Uluslararası toplum, Libya, Suriye, Yemen, Afganistan başta olmak üzere çatışmalara son vermenin yolarını bulmaya mecburdur. Hiçbir ülkenin günümüz dünyasında bu sorunlara coğrafi uzaklık-yakınlık merciinden bakma lüksü yoktur. Az gelişmiş ülkelere yönelik donörler toplantısı yapıyoruz, bakıyorsunuz, çıkıyor işte ‘dünyanın en zenginiyim’ diyenler diyor ki; ‘ben dünyada bir numarayım’. Hayır, dünyada bir numara değilsin, dürüst olacağız. Milli gelire oranla az gelişmiş ülkelere, en az gelişmiş ülkelere destek verme noktasında dünyanın bir numarası, OECD rakamlarını söylüyorum, Türkiye’dir, ama milli gelire oranla söylüyorum. OECD raporlarını incelerseniz orada da bunu göreceksiniz.

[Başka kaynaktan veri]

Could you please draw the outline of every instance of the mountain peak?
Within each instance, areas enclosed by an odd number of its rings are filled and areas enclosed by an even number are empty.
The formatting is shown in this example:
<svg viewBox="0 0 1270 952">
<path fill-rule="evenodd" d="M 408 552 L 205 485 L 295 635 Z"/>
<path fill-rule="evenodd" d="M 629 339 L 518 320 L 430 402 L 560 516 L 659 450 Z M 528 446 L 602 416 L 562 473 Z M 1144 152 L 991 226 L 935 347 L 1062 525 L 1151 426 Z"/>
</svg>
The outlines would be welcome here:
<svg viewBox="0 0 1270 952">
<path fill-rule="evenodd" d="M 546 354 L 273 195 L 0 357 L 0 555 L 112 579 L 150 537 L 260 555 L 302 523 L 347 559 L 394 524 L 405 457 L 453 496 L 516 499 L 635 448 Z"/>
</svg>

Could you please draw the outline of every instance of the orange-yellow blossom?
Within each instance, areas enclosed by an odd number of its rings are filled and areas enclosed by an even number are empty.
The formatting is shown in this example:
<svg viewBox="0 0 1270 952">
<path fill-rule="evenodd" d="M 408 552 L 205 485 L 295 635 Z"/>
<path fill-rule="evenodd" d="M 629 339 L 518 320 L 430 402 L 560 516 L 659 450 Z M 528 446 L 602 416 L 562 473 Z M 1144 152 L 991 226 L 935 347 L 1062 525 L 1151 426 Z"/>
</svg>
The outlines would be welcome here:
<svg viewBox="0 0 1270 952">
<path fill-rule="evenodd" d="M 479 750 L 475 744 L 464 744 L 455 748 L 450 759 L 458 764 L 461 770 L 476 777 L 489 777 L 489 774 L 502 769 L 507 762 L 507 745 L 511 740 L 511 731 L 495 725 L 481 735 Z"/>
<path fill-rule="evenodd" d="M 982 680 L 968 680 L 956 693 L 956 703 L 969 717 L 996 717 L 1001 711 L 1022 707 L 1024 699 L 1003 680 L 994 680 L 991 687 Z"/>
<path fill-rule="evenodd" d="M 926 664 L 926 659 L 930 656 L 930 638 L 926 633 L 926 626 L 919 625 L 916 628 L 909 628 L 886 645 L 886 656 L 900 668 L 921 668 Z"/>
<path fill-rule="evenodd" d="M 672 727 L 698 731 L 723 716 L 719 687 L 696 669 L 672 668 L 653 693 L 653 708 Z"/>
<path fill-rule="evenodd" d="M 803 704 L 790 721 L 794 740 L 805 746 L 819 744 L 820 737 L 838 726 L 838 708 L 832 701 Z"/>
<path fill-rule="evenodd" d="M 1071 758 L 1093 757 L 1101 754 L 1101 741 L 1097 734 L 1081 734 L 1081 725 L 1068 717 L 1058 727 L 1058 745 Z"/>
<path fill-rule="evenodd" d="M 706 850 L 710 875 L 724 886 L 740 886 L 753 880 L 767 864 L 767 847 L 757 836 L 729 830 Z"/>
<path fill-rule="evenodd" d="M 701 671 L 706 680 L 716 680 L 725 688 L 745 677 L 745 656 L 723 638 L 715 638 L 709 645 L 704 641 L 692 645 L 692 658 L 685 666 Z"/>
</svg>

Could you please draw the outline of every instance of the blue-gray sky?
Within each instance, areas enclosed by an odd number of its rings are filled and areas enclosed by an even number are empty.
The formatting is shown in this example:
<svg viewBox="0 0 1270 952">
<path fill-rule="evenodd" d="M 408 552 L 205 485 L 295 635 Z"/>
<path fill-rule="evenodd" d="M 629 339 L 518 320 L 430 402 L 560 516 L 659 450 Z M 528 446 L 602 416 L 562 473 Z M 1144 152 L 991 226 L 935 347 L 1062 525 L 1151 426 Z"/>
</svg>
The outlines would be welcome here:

Çünkü biz bütün bu adımları atarken hep bir şeyi hedefledik; eğer biz veren el olmazsak yarın aynı duruma biz de düşeriz.
Dünyanın devasa bir köye dönüştüğü, mesafelerin anlamını yitirdiği böylesi bir dönemde, artık Avrupa’nın kaderi Afrika’nınkinden, Kuzey Amerika’nın kaderi de Güney Amerika’nınkinden bağımsız değildir. Gelişen teknoloji ve ulaşım imkanları bizi birbirimize yaklaştırırken, aynı zamanda problemlerimize ortak çözümler aramaya da icbar ediyor.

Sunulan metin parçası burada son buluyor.